Meta Platforms, Inc. forecasts notably higher capital expenditures in 2026 as it doubles down on AI-powered infrastructure, following Q3 revenue growth of 26% and a 32% jump in costs.
Meta Platforms, Inc., the parent company of Facebook and Instagram, has transformed from a social-networking pioneer into one of the largest tech investors in artificial intelligence. In recent years it has shifted focus toward building out data-centres, advanced AI models, and recruitment of talent, positioning AI as a core business driver alongside its advertising empire.
Meta announced on October 29, 2025, that it expects “capital expenditures dollar growth will be notably larger in 2026 than 2025", driven by heavy investments in AI infrastructure and compute capacity. In the third quarter, Meta reported revenue of $51.24 billion, up 26% year-over-year, while costs surged 32% to $30.71 billion. The company also revised its 2025 capex outlook upward to a range of $70-72 billion, up from a prior call of $66–72 billion.

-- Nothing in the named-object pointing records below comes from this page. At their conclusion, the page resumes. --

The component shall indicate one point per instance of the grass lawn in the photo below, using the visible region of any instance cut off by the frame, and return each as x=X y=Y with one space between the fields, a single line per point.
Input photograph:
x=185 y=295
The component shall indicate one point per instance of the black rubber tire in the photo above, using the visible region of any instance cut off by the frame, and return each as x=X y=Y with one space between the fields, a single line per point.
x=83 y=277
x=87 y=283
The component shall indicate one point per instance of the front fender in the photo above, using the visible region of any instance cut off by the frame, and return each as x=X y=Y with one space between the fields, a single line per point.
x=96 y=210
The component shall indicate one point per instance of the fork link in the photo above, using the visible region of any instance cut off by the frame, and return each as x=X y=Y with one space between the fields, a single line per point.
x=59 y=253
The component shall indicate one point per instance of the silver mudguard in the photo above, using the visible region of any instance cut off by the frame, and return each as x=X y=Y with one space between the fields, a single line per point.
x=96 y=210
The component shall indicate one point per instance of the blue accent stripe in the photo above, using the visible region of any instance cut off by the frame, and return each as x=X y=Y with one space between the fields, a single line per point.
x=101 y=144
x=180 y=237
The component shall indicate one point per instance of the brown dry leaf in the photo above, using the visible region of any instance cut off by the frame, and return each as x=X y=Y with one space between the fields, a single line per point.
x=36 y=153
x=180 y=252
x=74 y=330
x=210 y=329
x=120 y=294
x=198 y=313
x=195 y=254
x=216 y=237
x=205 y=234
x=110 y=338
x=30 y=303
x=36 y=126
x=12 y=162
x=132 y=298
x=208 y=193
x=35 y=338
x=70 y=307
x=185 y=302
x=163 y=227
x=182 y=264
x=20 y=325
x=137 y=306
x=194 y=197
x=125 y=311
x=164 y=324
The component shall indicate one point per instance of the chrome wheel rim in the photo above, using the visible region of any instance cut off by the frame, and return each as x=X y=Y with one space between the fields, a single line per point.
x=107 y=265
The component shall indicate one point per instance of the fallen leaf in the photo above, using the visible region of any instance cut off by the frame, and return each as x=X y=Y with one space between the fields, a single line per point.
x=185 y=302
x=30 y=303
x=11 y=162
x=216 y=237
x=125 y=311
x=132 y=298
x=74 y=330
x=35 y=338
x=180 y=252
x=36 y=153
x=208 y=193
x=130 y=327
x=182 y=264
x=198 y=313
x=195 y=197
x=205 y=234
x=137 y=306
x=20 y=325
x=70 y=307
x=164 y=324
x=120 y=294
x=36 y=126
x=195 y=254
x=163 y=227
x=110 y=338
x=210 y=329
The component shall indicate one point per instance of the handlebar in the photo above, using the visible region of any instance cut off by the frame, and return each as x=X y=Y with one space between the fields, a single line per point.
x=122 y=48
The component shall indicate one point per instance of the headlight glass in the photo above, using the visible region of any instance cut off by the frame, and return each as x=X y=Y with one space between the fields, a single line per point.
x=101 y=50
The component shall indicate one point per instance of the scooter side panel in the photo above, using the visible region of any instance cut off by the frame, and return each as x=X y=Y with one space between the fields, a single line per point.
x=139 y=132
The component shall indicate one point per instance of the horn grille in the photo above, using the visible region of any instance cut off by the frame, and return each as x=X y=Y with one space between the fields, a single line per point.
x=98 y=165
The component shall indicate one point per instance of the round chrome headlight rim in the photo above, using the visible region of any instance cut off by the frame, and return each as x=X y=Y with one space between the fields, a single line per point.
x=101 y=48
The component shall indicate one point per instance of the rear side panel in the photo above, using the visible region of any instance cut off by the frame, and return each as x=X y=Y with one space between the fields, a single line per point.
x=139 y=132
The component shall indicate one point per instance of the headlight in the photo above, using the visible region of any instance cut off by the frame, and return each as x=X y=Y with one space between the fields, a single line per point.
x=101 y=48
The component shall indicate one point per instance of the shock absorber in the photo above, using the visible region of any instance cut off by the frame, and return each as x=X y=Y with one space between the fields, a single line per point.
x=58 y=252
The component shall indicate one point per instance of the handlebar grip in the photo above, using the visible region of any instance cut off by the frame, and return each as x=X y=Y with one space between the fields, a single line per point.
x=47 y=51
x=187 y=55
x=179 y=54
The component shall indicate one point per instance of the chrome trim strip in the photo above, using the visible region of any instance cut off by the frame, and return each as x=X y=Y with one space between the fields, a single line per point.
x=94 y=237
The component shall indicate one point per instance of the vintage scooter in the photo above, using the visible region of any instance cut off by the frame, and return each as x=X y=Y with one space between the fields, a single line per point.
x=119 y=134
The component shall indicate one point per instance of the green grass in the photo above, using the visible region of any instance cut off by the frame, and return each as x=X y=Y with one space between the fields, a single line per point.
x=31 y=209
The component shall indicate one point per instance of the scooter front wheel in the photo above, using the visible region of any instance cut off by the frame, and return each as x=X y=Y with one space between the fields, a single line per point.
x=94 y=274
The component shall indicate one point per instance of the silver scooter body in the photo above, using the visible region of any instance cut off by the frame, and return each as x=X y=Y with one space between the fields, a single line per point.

CEO Mark Zuckerberg emphasised the need to “aggressively front-load building capacity, so that we’re prepared for the most optimistic cases.” CFO Susan Li added that employee compensation, especially for AI engineers hired in 2025, will be the second-largest cost driver in 2026.
While Meta’s core ad business remains strong, analysts caution that the heavy infrastructure outlays could weigh on margins if revenue growth doesn’t keep pace.